Ashley's head came up. "Statistics?" she asked. Her eyes got wide. "You mean like ... math?"

Anyway, the day after my Mall of America/Big Talk with Bill trip, I was back in school same as always, and same as always I plunked down next to her and asked how she was, and same as always she said okay.

"Great. Hey, listen. Remember winter break when you were talking, you know, about how I should pretend I was someone else?"

Ashley nodded. "That
Psychology Today
article."

"Yeah, that ... Anyway, um, what were you talking about?"

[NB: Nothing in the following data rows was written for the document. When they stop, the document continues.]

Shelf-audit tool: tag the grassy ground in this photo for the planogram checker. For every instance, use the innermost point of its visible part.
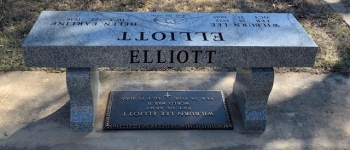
(324, 25)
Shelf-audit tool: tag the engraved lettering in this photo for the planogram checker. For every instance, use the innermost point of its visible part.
(134, 55)
(219, 35)
(179, 57)
(159, 55)
(196, 53)
(210, 55)
(146, 57)
(204, 35)
(124, 37)
(142, 37)
(154, 36)
(188, 35)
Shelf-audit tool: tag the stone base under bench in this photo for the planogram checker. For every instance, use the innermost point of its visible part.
(254, 43)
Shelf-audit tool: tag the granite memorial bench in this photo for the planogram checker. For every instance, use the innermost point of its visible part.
(254, 43)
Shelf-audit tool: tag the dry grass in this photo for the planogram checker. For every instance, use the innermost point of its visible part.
(324, 25)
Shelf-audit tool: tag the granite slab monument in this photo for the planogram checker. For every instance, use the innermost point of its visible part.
(254, 43)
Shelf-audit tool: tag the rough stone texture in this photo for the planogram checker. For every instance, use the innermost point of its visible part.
(88, 39)
(82, 85)
(251, 91)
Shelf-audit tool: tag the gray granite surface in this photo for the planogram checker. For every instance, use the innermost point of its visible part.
(251, 91)
(96, 39)
(81, 93)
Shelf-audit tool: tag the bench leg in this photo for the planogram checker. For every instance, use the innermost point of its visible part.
(251, 91)
(83, 86)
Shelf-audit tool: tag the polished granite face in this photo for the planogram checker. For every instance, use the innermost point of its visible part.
(159, 39)
(130, 110)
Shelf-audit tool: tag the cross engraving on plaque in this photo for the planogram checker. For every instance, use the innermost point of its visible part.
(167, 95)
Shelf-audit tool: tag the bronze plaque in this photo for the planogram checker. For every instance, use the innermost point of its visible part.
(167, 110)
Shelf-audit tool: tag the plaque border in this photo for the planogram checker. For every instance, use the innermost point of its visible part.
(107, 126)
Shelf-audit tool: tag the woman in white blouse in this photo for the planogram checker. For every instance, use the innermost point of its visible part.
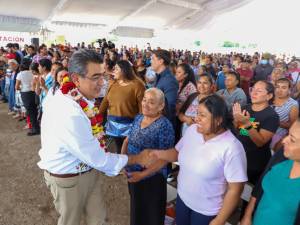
(212, 167)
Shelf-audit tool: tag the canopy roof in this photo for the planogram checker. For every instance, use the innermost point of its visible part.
(31, 15)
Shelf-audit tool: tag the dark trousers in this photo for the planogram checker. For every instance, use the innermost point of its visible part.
(28, 99)
(148, 201)
(115, 144)
(187, 216)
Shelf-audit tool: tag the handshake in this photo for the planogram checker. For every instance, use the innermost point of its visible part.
(145, 159)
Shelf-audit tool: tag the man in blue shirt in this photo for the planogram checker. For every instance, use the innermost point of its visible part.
(165, 81)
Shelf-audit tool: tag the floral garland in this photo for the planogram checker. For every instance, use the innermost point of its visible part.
(68, 88)
(245, 132)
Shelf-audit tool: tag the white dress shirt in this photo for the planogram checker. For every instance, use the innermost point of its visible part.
(68, 145)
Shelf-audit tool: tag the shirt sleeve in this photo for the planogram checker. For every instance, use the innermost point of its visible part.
(235, 163)
(166, 135)
(271, 123)
(19, 76)
(181, 142)
(80, 142)
(140, 95)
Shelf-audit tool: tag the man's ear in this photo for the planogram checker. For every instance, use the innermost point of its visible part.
(75, 79)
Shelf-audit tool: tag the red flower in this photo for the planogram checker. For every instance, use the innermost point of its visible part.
(93, 121)
(83, 104)
(67, 87)
(99, 118)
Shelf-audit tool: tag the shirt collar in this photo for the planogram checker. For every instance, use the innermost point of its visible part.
(91, 103)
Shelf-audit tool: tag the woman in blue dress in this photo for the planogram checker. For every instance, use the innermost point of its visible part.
(147, 187)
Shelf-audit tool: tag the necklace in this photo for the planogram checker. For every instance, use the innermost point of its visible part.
(69, 89)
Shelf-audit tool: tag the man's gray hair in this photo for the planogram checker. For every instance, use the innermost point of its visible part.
(158, 94)
(80, 59)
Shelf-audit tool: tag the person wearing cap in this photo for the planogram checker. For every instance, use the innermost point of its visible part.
(220, 81)
(165, 81)
(263, 69)
(42, 54)
(14, 68)
(23, 83)
(3, 66)
(246, 75)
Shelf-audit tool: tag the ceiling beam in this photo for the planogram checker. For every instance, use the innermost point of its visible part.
(182, 19)
(182, 3)
(135, 12)
(54, 11)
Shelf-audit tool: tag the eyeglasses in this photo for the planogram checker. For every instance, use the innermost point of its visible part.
(258, 91)
(95, 78)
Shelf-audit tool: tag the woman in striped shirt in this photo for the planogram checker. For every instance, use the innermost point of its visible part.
(286, 108)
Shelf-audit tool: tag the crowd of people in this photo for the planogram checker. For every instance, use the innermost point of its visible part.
(221, 116)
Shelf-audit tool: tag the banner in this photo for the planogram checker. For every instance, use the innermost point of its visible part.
(14, 37)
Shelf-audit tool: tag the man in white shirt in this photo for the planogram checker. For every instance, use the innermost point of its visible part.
(70, 154)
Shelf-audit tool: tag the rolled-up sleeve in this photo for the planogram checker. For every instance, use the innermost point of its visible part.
(77, 136)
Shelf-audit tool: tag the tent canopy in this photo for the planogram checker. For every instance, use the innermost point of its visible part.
(31, 15)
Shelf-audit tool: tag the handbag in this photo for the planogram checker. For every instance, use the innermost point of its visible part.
(118, 126)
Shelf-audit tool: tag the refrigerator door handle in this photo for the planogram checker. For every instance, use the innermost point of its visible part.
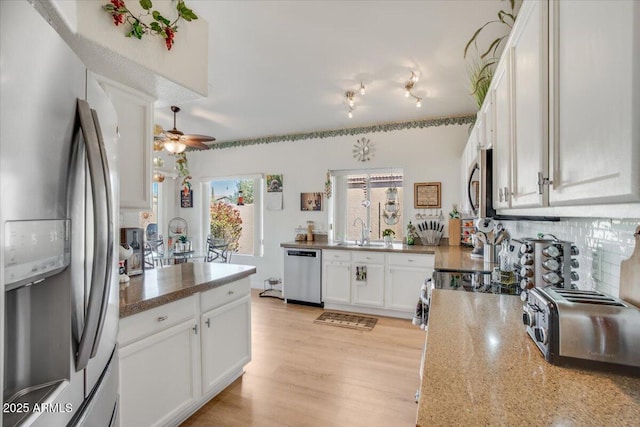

Ashley lit up, totally psyched to put her enormously-large-even-if-Madison-doesn't-want-it brain to work. "You know how you tell Kari what to do during games?"

I nodded, surprised she'd noticed. Maybe Ashley had more hoops sense than I'd thought.

"So you know what you
should
say, right?"

I shrugged. "Yeah, sometimes."

"So what if instead of telling Kari, you just pretended you were her? Not
Kari
necessarily, but someone like her? And you just spoke out loud while pretending to be that person?"